In June 2020, a group of like-minded friends and alumni began revisiting the idea of removing Robert E. Lee from the name and brand of the university as a first step toward additional positive changes to improve inclusion and diversity at the University. They formed a private Facebook group dedicated to that end. In less than a month, that group grew to more than 2,500 members. We started an Instagram page, invited current students and recent alumni to run it, and within two weeks it had nearly 2000 followers.
And our numbers continue to grow. Hundreds more like-minded alumni are not on social media, so we have launched this website as a gathering place.
We have all come to this position via different paths. Our members had wide varieties of experiences on campus. Some were ostracized, or were excluded altogether, while others were participants in the ostracism. Some were targets of racist behavior, while others enabled it by looking the other way. We share stories of our experiences as a way to promote community. Some need to be seen and heard. Some need to begin a process of making amends.
The most important thing is that we are here now, and we are working together towards a common goal.

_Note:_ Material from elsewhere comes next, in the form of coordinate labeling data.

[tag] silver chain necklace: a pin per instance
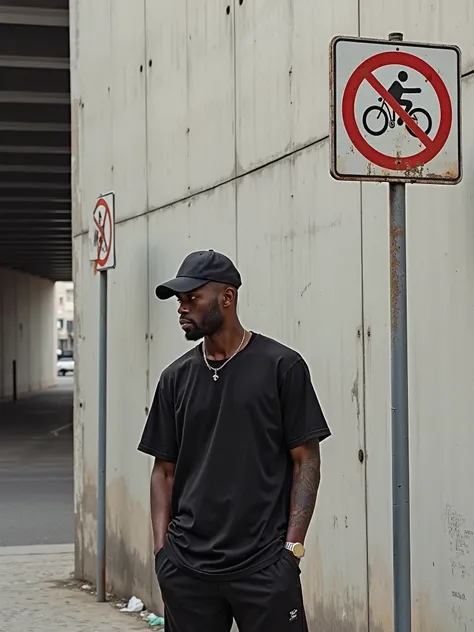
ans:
(215, 377)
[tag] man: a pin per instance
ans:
(234, 427)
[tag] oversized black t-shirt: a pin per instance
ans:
(230, 440)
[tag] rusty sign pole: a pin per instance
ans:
(399, 406)
(102, 440)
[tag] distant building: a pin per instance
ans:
(65, 315)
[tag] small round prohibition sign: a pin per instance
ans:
(101, 261)
(365, 72)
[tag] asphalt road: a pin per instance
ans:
(36, 468)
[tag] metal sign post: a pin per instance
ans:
(396, 119)
(102, 252)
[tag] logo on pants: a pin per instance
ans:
(293, 616)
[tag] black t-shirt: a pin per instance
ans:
(231, 441)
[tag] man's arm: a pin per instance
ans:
(160, 500)
(306, 477)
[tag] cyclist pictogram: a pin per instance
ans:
(377, 119)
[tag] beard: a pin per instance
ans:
(211, 323)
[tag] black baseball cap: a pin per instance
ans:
(198, 269)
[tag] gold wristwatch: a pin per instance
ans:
(296, 548)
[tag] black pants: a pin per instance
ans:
(267, 601)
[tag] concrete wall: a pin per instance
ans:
(27, 332)
(212, 128)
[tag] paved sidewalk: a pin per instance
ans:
(33, 595)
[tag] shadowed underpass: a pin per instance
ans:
(36, 468)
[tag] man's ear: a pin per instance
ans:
(229, 297)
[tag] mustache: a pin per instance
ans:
(187, 321)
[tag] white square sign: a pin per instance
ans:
(102, 233)
(395, 111)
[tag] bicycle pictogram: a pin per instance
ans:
(377, 119)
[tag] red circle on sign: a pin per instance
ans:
(108, 217)
(397, 163)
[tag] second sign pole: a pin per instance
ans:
(399, 406)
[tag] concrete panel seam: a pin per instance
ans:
(214, 187)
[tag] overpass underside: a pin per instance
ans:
(35, 187)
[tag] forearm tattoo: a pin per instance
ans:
(304, 491)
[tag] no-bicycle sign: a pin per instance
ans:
(395, 111)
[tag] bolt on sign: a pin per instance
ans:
(395, 111)
(102, 233)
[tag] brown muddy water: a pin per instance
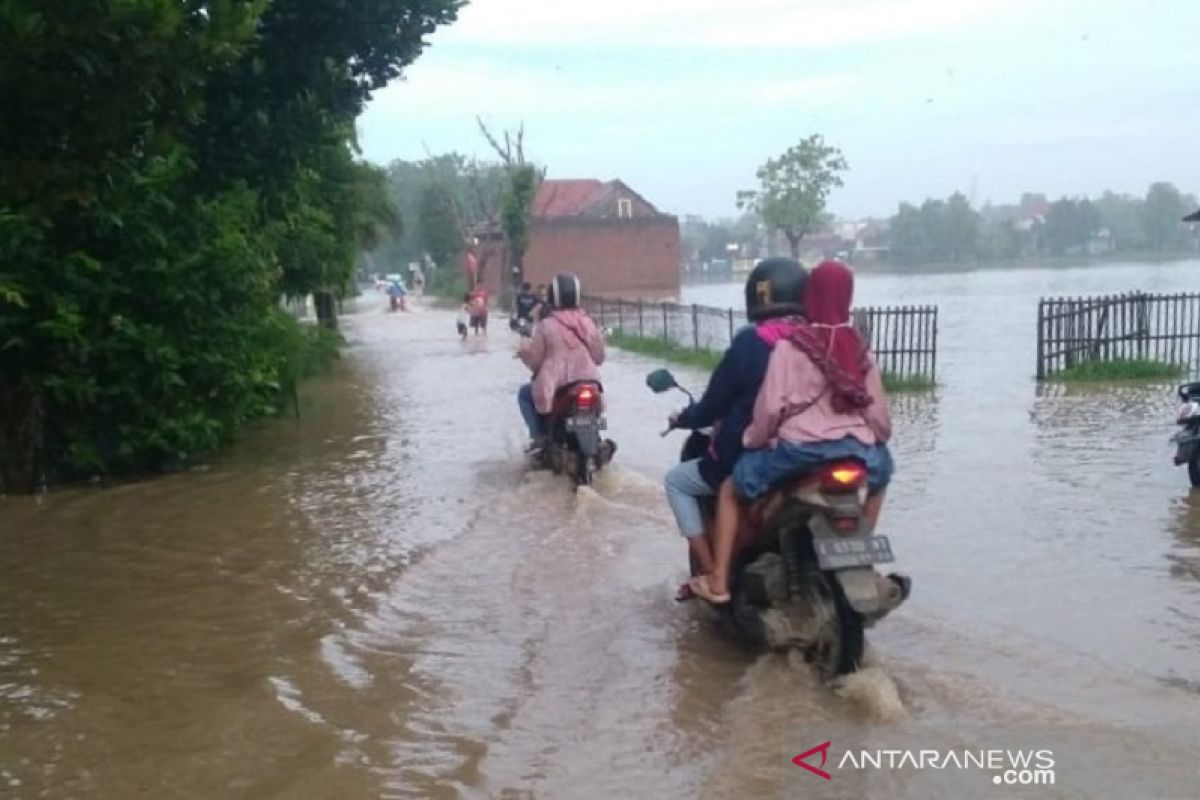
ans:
(377, 600)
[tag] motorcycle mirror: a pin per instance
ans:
(660, 380)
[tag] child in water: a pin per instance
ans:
(463, 317)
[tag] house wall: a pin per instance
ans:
(639, 257)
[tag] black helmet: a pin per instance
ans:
(775, 288)
(565, 290)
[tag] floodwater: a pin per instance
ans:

We are dedicated to changing the name of the University. Specifically, we are focused on removing Lee. Changing the name, however, is not an end unto itself, but it is a strategic step that we believe will accelerate the pace of positive change for existing and planned initiatives focused on equity, diversity, and inclusion. Many of these initiatives are already in the Strategic Plan endorsed by the Board of Trustees.
We have been setting the table. Look through the website to see the letters that we have written to President Dudley and the Board of Trustees. Read our personal stories. Check out how the press is covering our cause. We are beginning to have conversations with trustees based on existing relationships. Soon, we will have a group letter to the board, which we hope you will sign.
If you aren’t sure about all of this, we get it. We will not attempt to convince you. But we have provided, and will continue to expand, reading lists related to Lee, the university, and anti-racism work in general. We encourage you to read, ask questions, and be open to considering whether things you had accepted as conventional wisdom are facts or myths, lies, and legends.
Whenever you are ready, we welcome you aboard.